His letter to the Registrar dated 5 December 1990 had been sent in a state of shock and reluctance to accept the fact that the time limit had not been observed, and gave a false impression that the representative was not properly familiar with Rule 78 EPC.
In the present case, instructions were received about two weeks before 30 September 1990. The file was marked with a sticker denoting urgency at that time, but the case was a difficult one, and pressure of work prevented the preparation of the statement of grounds until the weekend of 6 and 7 October. At this point, when the statement of grounds had been completed, the representative marked the sticker with the final date of 10 October 1990, thus miscalculating the time limit.
The statement of grounds was typed and ready on 9 October, but was not sent to the EPO by fax until 10 October, together with a covering letter, in (false) reliance upon the date of 10 October marked on the sticker on the file.
It was submitted that the facts show an isolated procedural mistake within a normally satisfactory system, and that in accordance with Decisions J (2 and 3)/86 the case was appropriate for re-establishment.
Reasons for the Decision
1. The application for re-establishment complies with the formal requirements of Article 122 EPC. The cause of non- compliance with the time limit was removed at the earliest on receipt of the Registrar's first letter on 3 December 1990, and the application was filed within two months of that date. The omitted act, failure to file the statement of grounds of appeal, was completed one day late.
2. The requirement that "all due care required by the circumstances" was taken to comply with a time limit requires individual consideration of the circumstances of each individual case. In a case such as the present, a first consideration is whether the system for observing such a time limit was normally satisfactory. In the sense that, before this case, it appears to have worked without previous problems, it can be said to have been normally satisfactory. This may in part be because the representative is as conscientious and reliable as may be expected from a professional representative, and because he rarely needed to use the final ten-day period. Nevertheless, perhaps with the benefit of hindsight derived from the experience of this case, it is certainly possible to question whether the system used by the representative was as watertight as may reasonably be expected. In particular, the absence of any kind of cross- check upon the actions of the representative in question during the final ten days before the deadline is notable.
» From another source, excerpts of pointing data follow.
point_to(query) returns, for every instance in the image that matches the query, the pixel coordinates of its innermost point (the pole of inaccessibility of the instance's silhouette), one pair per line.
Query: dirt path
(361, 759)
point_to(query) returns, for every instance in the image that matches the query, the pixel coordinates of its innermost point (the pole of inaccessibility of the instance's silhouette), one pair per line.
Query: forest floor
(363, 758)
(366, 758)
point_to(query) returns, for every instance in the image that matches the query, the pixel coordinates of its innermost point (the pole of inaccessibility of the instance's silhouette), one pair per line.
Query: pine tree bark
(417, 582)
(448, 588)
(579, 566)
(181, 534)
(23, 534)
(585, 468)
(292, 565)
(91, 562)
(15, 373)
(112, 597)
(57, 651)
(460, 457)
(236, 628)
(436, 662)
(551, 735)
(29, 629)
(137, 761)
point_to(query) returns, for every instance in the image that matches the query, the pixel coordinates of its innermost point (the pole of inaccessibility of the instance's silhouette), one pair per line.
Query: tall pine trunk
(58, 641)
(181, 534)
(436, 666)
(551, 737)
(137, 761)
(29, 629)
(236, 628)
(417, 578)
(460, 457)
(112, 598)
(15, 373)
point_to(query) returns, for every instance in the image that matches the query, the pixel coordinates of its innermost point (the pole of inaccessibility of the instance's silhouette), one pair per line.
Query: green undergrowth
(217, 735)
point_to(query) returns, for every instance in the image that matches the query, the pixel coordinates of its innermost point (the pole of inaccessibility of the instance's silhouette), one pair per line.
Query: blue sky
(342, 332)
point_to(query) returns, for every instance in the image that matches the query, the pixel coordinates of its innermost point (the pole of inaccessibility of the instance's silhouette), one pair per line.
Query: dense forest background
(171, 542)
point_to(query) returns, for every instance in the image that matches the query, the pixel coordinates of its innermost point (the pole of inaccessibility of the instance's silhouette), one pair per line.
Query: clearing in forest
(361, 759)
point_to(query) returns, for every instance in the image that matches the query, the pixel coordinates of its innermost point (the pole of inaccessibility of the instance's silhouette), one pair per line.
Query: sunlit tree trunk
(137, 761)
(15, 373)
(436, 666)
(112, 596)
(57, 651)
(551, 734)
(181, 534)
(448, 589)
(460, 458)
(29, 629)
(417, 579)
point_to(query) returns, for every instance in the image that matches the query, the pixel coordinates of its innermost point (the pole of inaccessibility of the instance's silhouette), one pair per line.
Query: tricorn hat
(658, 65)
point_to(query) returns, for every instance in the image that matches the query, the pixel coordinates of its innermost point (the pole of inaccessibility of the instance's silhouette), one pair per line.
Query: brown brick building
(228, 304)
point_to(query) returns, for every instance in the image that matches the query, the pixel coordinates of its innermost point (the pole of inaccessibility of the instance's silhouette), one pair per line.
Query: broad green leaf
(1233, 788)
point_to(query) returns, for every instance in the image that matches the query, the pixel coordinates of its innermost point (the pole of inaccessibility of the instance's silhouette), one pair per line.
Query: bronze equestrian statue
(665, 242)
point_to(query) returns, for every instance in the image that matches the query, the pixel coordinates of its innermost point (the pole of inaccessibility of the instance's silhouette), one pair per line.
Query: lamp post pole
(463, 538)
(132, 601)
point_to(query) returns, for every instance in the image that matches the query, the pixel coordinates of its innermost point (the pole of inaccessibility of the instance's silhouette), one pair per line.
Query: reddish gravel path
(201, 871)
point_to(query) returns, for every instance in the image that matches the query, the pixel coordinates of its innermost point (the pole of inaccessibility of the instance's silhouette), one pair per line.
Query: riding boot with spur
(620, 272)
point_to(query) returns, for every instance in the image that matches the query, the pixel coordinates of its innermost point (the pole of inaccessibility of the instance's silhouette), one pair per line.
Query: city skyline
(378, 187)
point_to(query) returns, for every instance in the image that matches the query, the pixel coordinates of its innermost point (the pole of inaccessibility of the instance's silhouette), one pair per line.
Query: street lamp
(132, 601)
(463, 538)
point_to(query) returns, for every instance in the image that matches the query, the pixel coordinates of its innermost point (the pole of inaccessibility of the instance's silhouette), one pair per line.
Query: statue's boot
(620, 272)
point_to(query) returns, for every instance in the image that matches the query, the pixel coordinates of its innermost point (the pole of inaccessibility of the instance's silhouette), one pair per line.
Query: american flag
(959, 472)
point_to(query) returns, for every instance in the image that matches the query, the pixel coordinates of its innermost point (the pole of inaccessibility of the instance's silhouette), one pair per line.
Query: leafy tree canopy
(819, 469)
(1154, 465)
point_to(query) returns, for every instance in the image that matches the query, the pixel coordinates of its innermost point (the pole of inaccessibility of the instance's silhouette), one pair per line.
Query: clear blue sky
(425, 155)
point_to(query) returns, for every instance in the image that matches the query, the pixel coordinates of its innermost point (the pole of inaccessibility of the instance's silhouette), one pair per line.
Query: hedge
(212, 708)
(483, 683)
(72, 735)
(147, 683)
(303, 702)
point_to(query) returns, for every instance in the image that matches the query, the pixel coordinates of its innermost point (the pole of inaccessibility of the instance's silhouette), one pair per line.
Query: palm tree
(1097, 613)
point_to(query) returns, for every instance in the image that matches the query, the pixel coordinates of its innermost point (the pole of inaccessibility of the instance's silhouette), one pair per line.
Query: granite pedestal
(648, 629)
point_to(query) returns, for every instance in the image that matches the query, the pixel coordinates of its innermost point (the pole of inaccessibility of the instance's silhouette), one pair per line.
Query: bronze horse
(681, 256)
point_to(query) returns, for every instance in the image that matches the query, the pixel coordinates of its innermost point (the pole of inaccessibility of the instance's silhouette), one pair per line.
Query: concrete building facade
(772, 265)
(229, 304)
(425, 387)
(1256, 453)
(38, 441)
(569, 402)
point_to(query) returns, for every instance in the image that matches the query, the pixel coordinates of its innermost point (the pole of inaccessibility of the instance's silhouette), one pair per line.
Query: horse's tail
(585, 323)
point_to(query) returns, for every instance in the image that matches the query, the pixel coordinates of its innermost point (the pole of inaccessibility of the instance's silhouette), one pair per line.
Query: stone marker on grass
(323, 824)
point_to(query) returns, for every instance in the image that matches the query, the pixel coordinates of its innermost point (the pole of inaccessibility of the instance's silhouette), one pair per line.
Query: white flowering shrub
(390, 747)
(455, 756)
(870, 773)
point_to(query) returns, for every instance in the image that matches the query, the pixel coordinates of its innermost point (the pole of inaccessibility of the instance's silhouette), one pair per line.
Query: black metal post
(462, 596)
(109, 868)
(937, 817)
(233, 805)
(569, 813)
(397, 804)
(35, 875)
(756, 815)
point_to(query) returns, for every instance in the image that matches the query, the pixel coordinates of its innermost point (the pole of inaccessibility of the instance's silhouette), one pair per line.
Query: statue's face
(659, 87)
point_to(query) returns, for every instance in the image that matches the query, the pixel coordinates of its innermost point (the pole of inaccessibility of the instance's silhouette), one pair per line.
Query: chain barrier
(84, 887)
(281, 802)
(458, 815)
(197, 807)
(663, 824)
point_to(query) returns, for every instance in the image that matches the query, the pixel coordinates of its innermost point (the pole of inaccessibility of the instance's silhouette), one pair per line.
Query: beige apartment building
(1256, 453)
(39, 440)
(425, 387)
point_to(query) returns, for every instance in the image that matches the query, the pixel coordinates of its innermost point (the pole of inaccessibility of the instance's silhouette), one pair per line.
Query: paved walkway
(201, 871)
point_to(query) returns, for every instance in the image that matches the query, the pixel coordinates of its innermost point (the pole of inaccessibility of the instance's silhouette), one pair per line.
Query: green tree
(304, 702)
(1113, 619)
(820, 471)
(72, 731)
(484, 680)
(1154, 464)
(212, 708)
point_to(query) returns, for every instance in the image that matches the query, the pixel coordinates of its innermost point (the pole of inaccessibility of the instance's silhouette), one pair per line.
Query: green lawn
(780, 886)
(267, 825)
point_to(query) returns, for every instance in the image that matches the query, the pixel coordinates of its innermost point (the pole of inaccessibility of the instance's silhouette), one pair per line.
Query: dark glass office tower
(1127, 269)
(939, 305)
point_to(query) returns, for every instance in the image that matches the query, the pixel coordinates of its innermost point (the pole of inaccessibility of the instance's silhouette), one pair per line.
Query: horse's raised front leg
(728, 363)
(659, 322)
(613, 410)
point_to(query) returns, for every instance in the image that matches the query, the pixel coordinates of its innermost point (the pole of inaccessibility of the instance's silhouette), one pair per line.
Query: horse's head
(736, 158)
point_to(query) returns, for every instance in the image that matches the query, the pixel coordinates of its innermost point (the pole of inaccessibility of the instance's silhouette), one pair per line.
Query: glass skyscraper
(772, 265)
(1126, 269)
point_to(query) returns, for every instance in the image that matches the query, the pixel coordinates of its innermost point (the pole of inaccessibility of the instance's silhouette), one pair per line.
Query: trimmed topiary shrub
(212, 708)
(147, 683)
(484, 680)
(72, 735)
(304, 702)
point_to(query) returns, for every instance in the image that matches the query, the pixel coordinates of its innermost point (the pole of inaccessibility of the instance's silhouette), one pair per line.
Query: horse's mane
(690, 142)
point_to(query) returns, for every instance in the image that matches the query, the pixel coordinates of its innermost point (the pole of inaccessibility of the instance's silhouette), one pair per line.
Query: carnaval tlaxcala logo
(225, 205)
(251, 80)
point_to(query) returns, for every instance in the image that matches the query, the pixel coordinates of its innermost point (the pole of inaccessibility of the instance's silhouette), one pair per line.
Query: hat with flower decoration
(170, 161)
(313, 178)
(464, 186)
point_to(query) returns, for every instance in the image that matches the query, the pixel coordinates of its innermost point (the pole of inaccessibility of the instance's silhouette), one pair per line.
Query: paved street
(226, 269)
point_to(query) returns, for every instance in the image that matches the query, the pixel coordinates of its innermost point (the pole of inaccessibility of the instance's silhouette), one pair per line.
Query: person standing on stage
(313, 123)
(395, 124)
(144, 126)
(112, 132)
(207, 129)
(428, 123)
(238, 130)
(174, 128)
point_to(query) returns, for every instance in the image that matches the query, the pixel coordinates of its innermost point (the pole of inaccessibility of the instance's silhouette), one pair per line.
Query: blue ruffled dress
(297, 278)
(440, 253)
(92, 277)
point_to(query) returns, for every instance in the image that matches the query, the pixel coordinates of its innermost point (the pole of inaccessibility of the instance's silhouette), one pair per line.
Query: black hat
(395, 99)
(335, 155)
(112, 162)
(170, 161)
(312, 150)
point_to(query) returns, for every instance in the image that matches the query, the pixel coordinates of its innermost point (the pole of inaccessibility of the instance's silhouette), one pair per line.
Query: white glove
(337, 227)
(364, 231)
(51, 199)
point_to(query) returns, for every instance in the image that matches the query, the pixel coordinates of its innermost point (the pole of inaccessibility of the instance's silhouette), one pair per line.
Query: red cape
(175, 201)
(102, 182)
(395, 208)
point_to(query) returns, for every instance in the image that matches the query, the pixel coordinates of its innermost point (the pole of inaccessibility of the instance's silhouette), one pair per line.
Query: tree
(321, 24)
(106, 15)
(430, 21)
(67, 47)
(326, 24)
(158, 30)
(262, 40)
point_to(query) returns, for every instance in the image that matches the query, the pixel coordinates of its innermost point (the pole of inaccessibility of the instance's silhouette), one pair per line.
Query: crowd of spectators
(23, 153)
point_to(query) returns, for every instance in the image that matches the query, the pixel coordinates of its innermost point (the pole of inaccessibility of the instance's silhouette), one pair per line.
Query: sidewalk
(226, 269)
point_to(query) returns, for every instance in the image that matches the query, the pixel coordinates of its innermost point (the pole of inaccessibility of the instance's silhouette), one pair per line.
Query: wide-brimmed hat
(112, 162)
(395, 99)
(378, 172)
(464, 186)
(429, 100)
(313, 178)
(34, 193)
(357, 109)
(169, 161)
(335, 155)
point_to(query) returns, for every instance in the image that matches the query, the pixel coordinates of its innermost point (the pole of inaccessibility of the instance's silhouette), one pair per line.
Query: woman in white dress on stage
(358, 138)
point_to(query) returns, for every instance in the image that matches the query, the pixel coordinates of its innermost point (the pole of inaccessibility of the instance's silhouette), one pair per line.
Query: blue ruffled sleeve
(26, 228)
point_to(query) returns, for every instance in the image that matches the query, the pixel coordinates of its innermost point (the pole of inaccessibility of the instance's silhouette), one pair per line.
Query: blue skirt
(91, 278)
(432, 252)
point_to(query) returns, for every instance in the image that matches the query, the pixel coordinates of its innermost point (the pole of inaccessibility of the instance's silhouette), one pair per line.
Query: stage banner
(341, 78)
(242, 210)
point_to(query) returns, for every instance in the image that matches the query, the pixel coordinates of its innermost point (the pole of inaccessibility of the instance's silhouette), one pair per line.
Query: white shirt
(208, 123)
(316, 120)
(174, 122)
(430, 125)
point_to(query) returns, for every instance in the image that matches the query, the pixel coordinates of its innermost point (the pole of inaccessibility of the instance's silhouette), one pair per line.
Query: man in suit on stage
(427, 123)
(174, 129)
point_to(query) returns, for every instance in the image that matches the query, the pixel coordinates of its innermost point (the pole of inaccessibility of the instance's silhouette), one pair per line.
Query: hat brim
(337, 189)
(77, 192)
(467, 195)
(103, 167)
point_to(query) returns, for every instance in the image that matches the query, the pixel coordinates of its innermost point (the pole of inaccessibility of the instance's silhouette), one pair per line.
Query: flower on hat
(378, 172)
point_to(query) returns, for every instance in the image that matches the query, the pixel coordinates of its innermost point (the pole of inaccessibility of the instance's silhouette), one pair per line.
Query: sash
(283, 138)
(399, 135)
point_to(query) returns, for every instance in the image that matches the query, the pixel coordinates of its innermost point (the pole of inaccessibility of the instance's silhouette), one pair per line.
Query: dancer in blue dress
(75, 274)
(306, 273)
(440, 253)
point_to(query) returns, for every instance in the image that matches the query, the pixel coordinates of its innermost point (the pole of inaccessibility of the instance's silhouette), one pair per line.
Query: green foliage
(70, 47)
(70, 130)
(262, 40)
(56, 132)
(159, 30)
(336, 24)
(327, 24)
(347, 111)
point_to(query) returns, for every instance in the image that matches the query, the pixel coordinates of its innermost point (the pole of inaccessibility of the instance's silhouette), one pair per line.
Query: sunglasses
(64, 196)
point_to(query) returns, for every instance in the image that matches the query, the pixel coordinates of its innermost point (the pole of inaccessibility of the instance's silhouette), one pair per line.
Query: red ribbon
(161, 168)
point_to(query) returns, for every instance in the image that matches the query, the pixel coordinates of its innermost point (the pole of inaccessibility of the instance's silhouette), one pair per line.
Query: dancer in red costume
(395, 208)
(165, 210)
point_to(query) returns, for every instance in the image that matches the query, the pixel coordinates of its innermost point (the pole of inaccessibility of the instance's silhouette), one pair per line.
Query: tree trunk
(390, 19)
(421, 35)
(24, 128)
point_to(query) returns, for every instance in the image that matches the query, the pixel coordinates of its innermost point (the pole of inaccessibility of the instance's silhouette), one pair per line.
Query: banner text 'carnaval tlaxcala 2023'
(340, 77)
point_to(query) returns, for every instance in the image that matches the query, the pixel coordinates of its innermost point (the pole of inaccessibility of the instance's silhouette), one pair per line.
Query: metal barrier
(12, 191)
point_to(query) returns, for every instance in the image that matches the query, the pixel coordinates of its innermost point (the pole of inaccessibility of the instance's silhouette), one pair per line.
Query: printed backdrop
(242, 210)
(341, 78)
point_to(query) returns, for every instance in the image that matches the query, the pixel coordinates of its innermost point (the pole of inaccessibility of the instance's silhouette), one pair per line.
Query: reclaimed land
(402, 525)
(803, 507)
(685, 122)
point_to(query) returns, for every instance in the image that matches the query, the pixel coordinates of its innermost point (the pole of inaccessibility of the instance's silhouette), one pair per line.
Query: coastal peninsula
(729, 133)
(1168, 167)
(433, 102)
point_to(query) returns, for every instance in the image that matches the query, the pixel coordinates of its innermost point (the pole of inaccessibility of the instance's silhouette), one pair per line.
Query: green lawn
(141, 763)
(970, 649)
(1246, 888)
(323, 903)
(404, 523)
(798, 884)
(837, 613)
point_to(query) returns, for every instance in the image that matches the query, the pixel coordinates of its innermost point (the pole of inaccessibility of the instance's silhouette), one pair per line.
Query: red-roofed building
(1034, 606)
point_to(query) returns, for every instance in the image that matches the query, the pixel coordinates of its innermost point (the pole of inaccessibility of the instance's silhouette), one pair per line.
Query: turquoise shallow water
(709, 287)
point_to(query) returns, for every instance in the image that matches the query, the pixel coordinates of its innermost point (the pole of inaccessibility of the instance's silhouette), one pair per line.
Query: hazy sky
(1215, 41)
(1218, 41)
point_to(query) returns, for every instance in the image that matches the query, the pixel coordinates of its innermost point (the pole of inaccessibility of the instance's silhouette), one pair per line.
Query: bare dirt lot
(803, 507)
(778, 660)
The representative himself appears to have been in effect entirely responsible, during this final ten-day period, for meeting the time limit for the statement of grounds as well as for drafting it. Nobody is immune from a human error such as occurred in the present case, especially when under pressure to complete the necessary substantive work. Especially in the context of a time limit which is inextensible (such as the present time limit), the provision within an office system of a cross-check upon the activities of the representative responsible for the substantive work, by an independent person whose duty it is to ensure that the document in question is dispatched on time, seems a reasonable precaution (at least with hindsight). The absence of such a cross-check in circumstances similar to the present case might well lead to a finding of lack of due care in future cases. The Board has however recognised that until the present case occurred, the possibility that such an error could be made by the representative or one of his partners probably seemed extremely remote. Thus the Board is prepared to accept, with some degree of doubt, that the requirement of "all due care" has been satisfied.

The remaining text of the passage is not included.